When a company prepare financial statements, there is a mad dash to correctly asses all the assets and confirm the liabilities. It is not uncommon for businesses to only focus on these areas periodically, but it most certainly not a good idea to neglect them too much.As liabilities mostly in some form require a repayment, companies tend to focus on them a bit more, so what is left behind? Assets.
The assets of a company is one of the big numbers on the balance sheet and should be managed in line with their importance. This number could determine the longevity and continuing existence of a company. Then why are we not managing it better?
This is a hard question to face and it is something that we need to consider more in our day to day tasks.
Lets look at cost saving as an immediate impact area of good asset management.

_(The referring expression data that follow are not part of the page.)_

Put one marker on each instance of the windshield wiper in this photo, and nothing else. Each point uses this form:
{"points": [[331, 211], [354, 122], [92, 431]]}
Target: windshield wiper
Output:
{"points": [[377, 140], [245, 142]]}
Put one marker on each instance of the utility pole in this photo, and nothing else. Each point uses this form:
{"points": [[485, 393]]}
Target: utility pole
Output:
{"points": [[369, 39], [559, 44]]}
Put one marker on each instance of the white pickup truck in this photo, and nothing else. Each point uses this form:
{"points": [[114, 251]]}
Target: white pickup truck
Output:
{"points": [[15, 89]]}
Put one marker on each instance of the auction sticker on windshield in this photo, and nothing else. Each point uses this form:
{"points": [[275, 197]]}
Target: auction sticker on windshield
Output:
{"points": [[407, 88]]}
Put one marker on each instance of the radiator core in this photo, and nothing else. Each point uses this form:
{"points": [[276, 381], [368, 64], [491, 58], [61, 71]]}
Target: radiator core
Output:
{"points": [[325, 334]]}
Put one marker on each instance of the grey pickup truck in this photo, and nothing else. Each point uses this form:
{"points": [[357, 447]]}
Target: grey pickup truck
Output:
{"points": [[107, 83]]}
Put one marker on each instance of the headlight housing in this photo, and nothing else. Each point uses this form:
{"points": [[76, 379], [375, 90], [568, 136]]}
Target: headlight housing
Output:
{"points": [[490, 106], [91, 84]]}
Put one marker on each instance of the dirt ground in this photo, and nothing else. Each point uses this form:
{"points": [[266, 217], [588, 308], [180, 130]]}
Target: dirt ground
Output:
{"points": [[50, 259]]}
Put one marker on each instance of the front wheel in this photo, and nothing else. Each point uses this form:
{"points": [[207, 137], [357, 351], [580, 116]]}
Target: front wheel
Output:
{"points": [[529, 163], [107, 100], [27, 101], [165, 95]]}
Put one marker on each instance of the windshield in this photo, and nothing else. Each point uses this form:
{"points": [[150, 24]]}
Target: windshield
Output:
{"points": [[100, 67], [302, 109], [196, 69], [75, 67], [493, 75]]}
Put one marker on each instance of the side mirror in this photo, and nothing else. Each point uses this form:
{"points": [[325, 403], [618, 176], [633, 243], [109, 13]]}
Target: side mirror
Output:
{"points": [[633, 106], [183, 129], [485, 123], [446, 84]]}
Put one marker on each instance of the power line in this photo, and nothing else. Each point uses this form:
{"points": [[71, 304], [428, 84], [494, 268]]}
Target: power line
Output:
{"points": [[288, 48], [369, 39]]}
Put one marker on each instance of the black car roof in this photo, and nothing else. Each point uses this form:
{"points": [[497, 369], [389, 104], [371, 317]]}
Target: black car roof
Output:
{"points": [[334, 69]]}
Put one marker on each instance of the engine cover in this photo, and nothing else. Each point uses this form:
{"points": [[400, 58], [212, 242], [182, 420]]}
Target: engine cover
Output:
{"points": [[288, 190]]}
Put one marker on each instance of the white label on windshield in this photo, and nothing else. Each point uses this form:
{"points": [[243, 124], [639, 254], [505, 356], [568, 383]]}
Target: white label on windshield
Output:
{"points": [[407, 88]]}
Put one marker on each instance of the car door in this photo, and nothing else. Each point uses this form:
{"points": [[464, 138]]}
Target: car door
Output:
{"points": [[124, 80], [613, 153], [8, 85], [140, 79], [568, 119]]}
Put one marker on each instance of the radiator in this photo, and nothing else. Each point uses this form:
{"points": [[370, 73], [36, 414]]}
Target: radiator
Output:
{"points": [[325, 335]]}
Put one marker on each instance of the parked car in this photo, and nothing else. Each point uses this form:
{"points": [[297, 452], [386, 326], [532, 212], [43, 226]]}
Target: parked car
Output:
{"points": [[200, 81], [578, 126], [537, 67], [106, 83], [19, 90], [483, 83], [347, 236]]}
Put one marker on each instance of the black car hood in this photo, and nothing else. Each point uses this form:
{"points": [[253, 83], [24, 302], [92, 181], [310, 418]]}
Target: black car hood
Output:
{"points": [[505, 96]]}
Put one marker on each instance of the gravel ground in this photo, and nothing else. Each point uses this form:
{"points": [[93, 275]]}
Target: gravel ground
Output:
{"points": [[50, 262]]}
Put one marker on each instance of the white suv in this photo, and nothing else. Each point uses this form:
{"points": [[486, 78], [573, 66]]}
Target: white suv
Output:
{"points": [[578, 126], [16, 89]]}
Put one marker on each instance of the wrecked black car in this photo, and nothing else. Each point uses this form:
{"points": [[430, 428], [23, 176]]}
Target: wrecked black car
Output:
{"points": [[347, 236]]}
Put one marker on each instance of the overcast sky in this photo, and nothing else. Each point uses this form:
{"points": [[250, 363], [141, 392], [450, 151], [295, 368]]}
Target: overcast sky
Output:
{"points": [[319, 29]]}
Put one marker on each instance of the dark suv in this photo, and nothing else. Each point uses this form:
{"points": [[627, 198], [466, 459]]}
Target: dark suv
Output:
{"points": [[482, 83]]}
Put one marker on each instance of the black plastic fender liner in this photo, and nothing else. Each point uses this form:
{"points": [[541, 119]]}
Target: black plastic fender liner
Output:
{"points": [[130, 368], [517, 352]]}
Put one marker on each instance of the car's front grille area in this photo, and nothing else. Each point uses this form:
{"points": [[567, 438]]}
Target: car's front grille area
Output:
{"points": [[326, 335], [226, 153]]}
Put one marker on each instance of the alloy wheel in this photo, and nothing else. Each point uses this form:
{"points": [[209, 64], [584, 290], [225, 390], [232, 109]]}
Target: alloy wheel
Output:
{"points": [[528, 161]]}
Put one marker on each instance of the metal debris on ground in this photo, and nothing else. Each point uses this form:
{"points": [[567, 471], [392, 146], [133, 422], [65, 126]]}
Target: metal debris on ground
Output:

If you know what assets you have, what their values are, and how long they will last in your environment, it is simpler to determine what the insurance cover must be. To many businesses are over/under insured as they do not actually know which of their assets are still being used, and which have been re-allocated to a junk pile. This is a harsh reality check for a financial manager to find out they have been overpaying for insurance for a long time, which is wasted money.
Then take replacement costs as an example. As a typical office bound company can decide that “Our employees need new laptops this year, their old laptops are to old” In some cases this true, but how many times do we really investigate and ask: “Is it the equipment that is old and has the employees software changed so much that the laptop cant keep up? Or is the laptop slow because of all the additional load being placed on it by apps and social games loaded by the employee that has no business being there?” If an employer can save on replacing one laptop each month, they can employ a new employee on that cost saving alone.
Then lets take a look at simple effects of having a misconception of the asset value in a company.
Financing and gearing relies heavily on financials of a company and the asset value is an integral part of this. There are instances where I have done an asset verification, and the existing “asset register” is so far from the truth, it reads closer to a book of fiction. Having “keyboards” and “lightbulbs” on the asset register may sound ludicrous, but multiply that by the number of employees and take that effect over five years and suddenly, it becomes a problem. Now we have to consider the scenario where you secured finance based on the figures, and now they are wrong, what is the impact on your reputation?
And what would the impact have been if your assets are currently undervalued, could you have secured a better rate?
So how do we address these problems? Can we address them? Yes, we can. The biggest challenges for financial managers are that they don’t have the information in a simple to consume format. We can only rely on financial figures if our financial solution provides us with accurate information. This can be achieved with a two pronged approach. Have a solution that manages the verification process and allows users to do their verification rapidly and accurately. Have a asset module that gives accurate reports on financial data as well as projected values to assist with longevity planning on assets.
Having these solutions and managing the assets better will allow for better planning and accurate reporting.